第11回:上手なビジネスプランの書き方|カナダのお金について「なるほど納得!銀行のいろは」

第11回:上手なビジネスプランの書き方|カナダのお金について「なるほど納得!銀行のいろは」

 先月はCanada Small Business Financing Loanについて紹介し、このローンを申請する際にビジネスプランが大変重要であるという話をしました。今月は、ビジネスプランについてもう少し詳しく紹介します。

ビジネスプランの内容構成

 新規ビジネス立ち上げ費用をCSBFLで借りる際、金融機関からビジネスプランを求められます。これを作成する目的は明確です。新規ビジネスの内容を金融機関に理解、納得して貰い、自分のビジネス・アイデアにお金を出して貰うことです。何の記録もない新規事業に融資するため、ビジネスプランに記載されている内容のみがビジネスの成功率、返済能力に関する判断材料になります。企画書という風にイメージしても良いでしょう。

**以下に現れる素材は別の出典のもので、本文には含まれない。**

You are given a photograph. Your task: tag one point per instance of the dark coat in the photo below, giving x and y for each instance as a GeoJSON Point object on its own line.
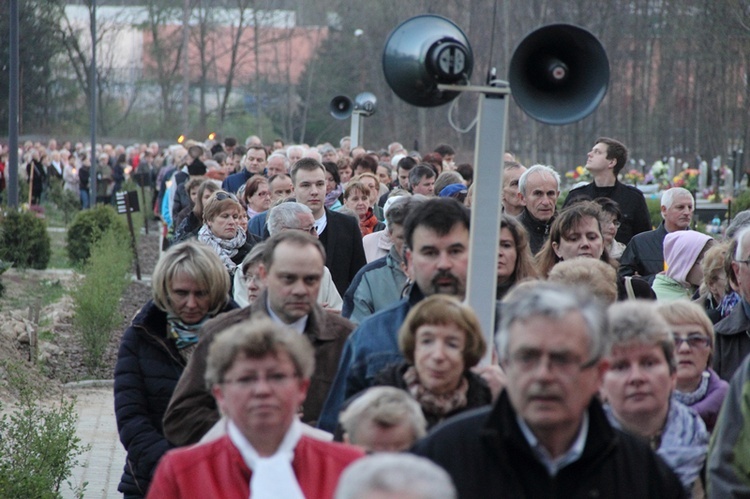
{"type": "Point", "coordinates": [644, 255]}
{"type": "Point", "coordinates": [345, 254]}
{"type": "Point", "coordinates": [486, 455]}
{"type": "Point", "coordinates": [193, 411]}
{"type": "Point", "coordinates": [147, 370]}
{"type": "Point", "coordinates": [478, 394]}
{"type": "Point", "coordinates": [732, 341]}
{"type": "Point", "coordinates": [538, 231]}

 主な構成内容は、マーケット・リサーチ、ビジネス戦略、経営プラン、競争相手リサーチ、マネジメントの経歴、財務予算等です。ローン申請用の資料ではありますが、決して金融機関のためだけの資料ということはなく、ビジネスオーナーにとっても参考書の役割を担います。自分のビジネスアイデアを明文化し、ビジネスプランに盛り込むべき項目を一つずつ整理していくことによって、自分のビジネス・アイデアが成功するかどうか具体的に見えてきますし、ビジネスを成功に導くために何が必要かが見えてきます。

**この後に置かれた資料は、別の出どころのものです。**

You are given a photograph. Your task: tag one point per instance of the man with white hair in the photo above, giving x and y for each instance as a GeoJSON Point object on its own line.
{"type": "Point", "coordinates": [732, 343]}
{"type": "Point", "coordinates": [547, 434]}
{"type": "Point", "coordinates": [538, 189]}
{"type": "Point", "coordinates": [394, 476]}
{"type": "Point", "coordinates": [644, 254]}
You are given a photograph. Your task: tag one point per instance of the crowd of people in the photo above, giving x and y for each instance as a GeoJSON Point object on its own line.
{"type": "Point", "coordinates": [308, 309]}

 ビジネスプランの作成段階で、逆に成功の見込みが低いと分かれば、その時点で中断することによって、リスクやロスを回避することができます。

上手なビジネスプランの書き方

 ここでいう「上手」とは、言葉遣いや表現、言い回しのことではなく、審査の際に如何にして貸し手を頷かせるかということを指します。そのため、徹底したリサーチにより導き出された緻密な内容であることが望ましいです。

 まずは、マーケット・リサーチです。自分では画期的なアイデアを閃いたと思っても、マーケットにおける需要や参入障壁はどのくらいあるのか、また実際にアイデアを実現できるのかどうかを知る必要があります。マーケットをある程度理解できれば、より具体的なビジネス戦略や経営プランを立てることができます。

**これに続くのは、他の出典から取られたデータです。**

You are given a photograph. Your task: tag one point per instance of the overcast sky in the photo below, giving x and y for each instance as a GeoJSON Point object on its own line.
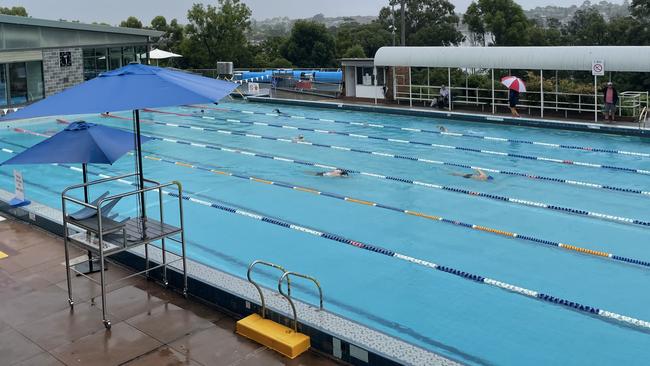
{"type": "Point", "coordinates": [113, 11]}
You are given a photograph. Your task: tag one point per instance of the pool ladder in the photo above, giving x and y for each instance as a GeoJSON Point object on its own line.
{"type": "Point", "coordinates": [269, 333]}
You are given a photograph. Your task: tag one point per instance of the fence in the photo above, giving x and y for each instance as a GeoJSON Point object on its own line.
{"type": "Point", "coordinates": [631, 103]}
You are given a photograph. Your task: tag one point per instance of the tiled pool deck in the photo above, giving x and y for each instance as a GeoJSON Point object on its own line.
{"type": "Point", "coordinates": [151, 325]}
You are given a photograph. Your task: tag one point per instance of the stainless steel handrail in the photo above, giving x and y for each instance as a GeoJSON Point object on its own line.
{"type": "Point", "coordinates": [259, 289]}
{"type": "Point", "coordinates": [288, 295]}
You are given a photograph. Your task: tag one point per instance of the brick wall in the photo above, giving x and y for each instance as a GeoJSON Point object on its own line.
{"type": "Point", "coordinates": [58, 78]}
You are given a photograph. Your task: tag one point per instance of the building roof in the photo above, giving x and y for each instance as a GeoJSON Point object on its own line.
{"type": "Point", "coordinates": [578, 58]}
{"type": "Point", "coordinates": [357, 61]}
{"type": "Point", "coordinates": [10, 19]}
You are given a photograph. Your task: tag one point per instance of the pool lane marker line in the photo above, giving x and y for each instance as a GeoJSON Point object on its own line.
{"type": "Point", "coordinates": [403, 157]}
{"type": "Point", "coordinates": [508, 234]}
{"type": "Point", "coordinates": [422, 130]}
{"type": "Point", "coordinates": [420, 143]}
{"type": "Point", "coordinates": [580, 212]}
{"type": "Point", "coordinates": [594, 311]}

 例えば、飲食業の場合、ターゲットにする消費者層によってメニューの内容や値段設定が決まり、店舗ロケーションが決まります。同じ飲食業の場合でも、フランチャイズ店経営と独自のレストラン経営とでは懸念事項が多々異なります。

 競争相手リサーチで通常要求されるのは、例えば実際に店舗を構える予定であれば、店舗から半径何メートル以内に同じ商品・サービスを提供する店舗が他にもあるのかどうか、もしある場合、自分の店舗の優位性は何か、といったことに関する記述です。競争相手を知らずしてビジネスを行うのではあまりにもリスクが大きすぎます。

財務予算は現実的且つ達成可能なものを

 財務予算作成もマーケット・リサーチ無しには成り立ちません。ここでも飲食業を例にしますが、顧客単価、1日の売上、月間売上、経費、純利益予想等は裏付けとなるデータなしには信ぴょう性に欠けてしまいます。顧客単価にしても、15ドルと設定した場合、何が根拠となっているのかが必要です。

 最も基本的な売上予想は、顧客単価x1日の消費者数によって導き出すことができますが、1日の消費者数予想の裏付けられるデータが必要です。1日の異なる時間帯ごとの店舗前の通行人を数えたり、店舗近くの競争相手の顧客の入り状況を把握することによって、1日の平均消費者数が分かってきます。

 売上予想が決まれば、そこから売上原価や営業経費、ローン返済額等の支出を賄えることができるのか、そして最終的に利益がでるのかどうかが見えてきます。

 ローン審査に通るために楽観すぎる財務予算ではあえてリスクが高くなってしまいます。

 そして、もう一つ大事なのはそれぞれの財務項目が業界の平均値に沿っているかどうかです。業界平均の売上原価が売上の30%なのに対して、自分の財務予算ではこれを遥かに下回る15%となっていたら貸し手側に現実的ではないとみなされる確率が高まります。財務予算は立証されたデータの下、現実的で且つ達成可能なもの、がビジネス成功の秘訣となります。